Guidance subsequently reissued by the DH makes it much harder for future severance payoffs to be decided locally. In some cases, agreements have to be cleared as far as the Treasury. Such moves will make agreeing terms for departure more difficult, possibly even in cases when a speedy exit is to everyone's benefit.
Is this sort of central intervention justified? Ms Hodgetts believes that in a crisis decisions do come from the top. But she contends that there are mixed messages about the extent - and reversibility - of autonomy.
Another outcome of the report was a harsh message for anyone planning to become a non-executive director - namely, that they can expect no support when things go belly up. Former Maidstone and Tunbridge Wells chair James Lee described himself as "being hung out to dry" when he was forced out despite originally being asked to stay on for an extra year.

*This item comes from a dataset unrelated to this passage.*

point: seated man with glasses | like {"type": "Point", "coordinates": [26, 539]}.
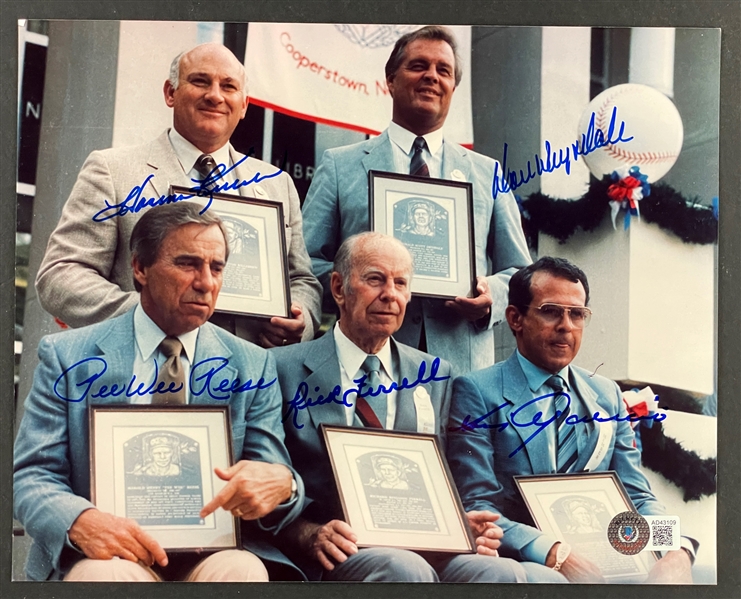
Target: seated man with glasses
{"type": "Point", "coordinates": [536, 413]}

Other non-executives at the trust came under pressure - to resign or be forced out. One was told that if forced out, they would never get another government appointment. But despite all that, the trust had no shortage of applicants for the newly vacant non-executive posts and was able to recruit candidates of a high calibre.
Even at times of crisis, it seems people still care about what happens to their local hospitals and want to get involved.
2000 Two trusts, 17 miles apart, merge to form the Maidstone and Tunbridge Wells trust.
2001 Pembury Hospital is named as one of the worst hospitals in Britain for cleanliness after the first Patient Environment Action Team inspections.
June 2004 Cleanliness at Kent and Sussex Hospital is criticised after an undercover BBC reporter films there.
April 2004 - September 2006 Two C difficile outbreaks at the trust are the subjects of a Healthcare Commission report. Concerns about hygiene and care are reported in the local press.
September 2006 Healthcare Commission invited to investigate by the SHA and trust.
May 2007 A draft Healthcare Commission report circulates.
5 October 2007 Trust chief executive Rose Gibb leaves "by mutual consent".
11 October 2007 The damning Healthcare Commission report is published. Kent police and the Health and Safety Executive examine it. Health secretary Alan Johnson tells the trust Rose Gibb's severance pay should be withheld.
15 October 2007 Trust chair James Lee resigns, to be followed by the other non-executive directors.
1 November 2007 Mr Johnson says the trust may not have followed due process in agreeing the payoff to Rose Gibb.
24 January 2008 Trust announces Rose Gibb will get six months severance pay only.
7 April 2008 Rose Gibb lodges an attempt to get a full payoff.
30 July 2008 Kent Police and Health and Safety Executive state they will not launch a criminal investigation, so no charges will be brought over deaths attributed to the C difficile outbreaks.